Python deals in names and references, not really variables, which can also be confusing for users used to "declaring" variables

Some great reading about the topic

• https://david.goodger.org/projects/pycon/2007/idiomatic/handout.html#python-has-names
• https://nedbatchelder.com/text/names.html (thanks @chepner!)

When you create a new object, you can give it a name, or not bother

"hello"      # object which is the string "hello"
a = "hello"  # the name `a` now refers to a string "hello"

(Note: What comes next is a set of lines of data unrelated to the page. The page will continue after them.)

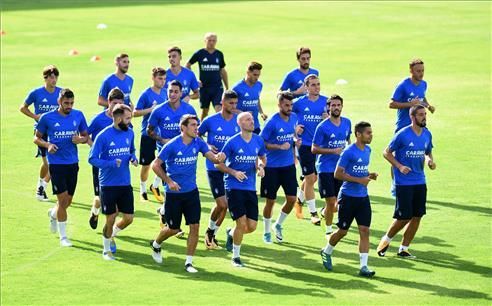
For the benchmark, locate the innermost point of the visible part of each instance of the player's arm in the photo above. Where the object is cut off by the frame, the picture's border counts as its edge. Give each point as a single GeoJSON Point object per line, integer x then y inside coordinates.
{"type": "Point", "coordinates": [24, 108]}
{"type": "Point", "coordinates": [225, 78]}
{"type": "Point", "coordinates": [429, 159]}
{"type": "Point", "coordinates": [341, 175]}
{"type": "Point", "coordinates": [315, 149]}
{"type": "Point", "coordinates": [388, 155]}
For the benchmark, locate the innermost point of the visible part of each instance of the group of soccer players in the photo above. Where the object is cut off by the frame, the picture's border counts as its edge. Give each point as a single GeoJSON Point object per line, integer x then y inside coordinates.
{"type": "Point", "coordinates": [308, 130]}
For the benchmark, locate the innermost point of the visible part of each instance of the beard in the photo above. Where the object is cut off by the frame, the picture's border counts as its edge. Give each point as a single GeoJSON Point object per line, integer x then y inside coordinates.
{"type": "Point", "coordinates": [122, 126]}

a = b = "hello"  # `a` and `b` now both refer to "hello"
a = "world"      # `b` is still "hello", but `a` refers to "world"
c                # raises `NameError` as there is no `c`

You actually see this frequently for docstrings

def foo():
    """ I'm a docstring, so I don't have a simple name in the function..
        however, outside I can be found at `foo.__doc__` !
    """

It's a simplification, but when you create a list (or other similar container), it then has all the references to its internals as named indicies

l = ['a', 'b', 'c']
l[0]  # a
l[1]  # b
l[2]  # c

If you change those references, you change where the names inside refer, but existing references won't be affected!

>>> l = ['a', 'b', 'c']
>>> x = l[1]
>>> l[1] = True
>>> l             # field 1 of l has been changed!
['a', True, 'c']
>>> x             # but the name x still refers to "b"
'b'

Deeper (if confusingly), you could make a list with a list, and then make a name to that index!

>>> l = [[]]
>>> x = l[0]
>>> x.append("test")
>>> l                 # both `l` and `x` refer to the inner list!
[['test']]
>>> x
['test']

As to whether some particular object is mutable or immutable, while a language feature, is frequently a convenience to do optimizations and assure hashes work - there are not many, so you just have to remember and experiment until you get a good understanding

>>> {set([1]): 2}  # a set can mutate, so dict can't use it as a key!
Traceback (most recent call last):
  File "<stdin>", line 1, in <module>
TypeError: unhashable type: 'set'
>>> {frozenset([1]): 2}
{frozenset({1}): 2}

For more and generally as a great reference, check out the official datamodel docs https://docs.python.org/3/reference/datamodel.html it gets right into immutability and discusses all basic builtin types!

Answer 2

The old object still exists when you create a new one. This memory is not free for the new object to be put there, and only when you bind a variable name to new address, will this space be freed for a new object to be put there. Very simple code that demonstrates the issue (Note: it might not work as described, based on implementation details)

x = "foo"
a = x * 2
print(id(a)) # 2874144541504
a = x * 2
print(id(a)) # 2874144541552 
a = x * 2
print(id(a)) # 2874144541504

We can see that ids 1 and 3 are the same, but 2 is different. That's because when we do 2nd x * 2, memory at id 1 is not free yet. But, since we lose reference to the old value after assignment, it gets garbage collected and can be assigned again with 3rd assignment.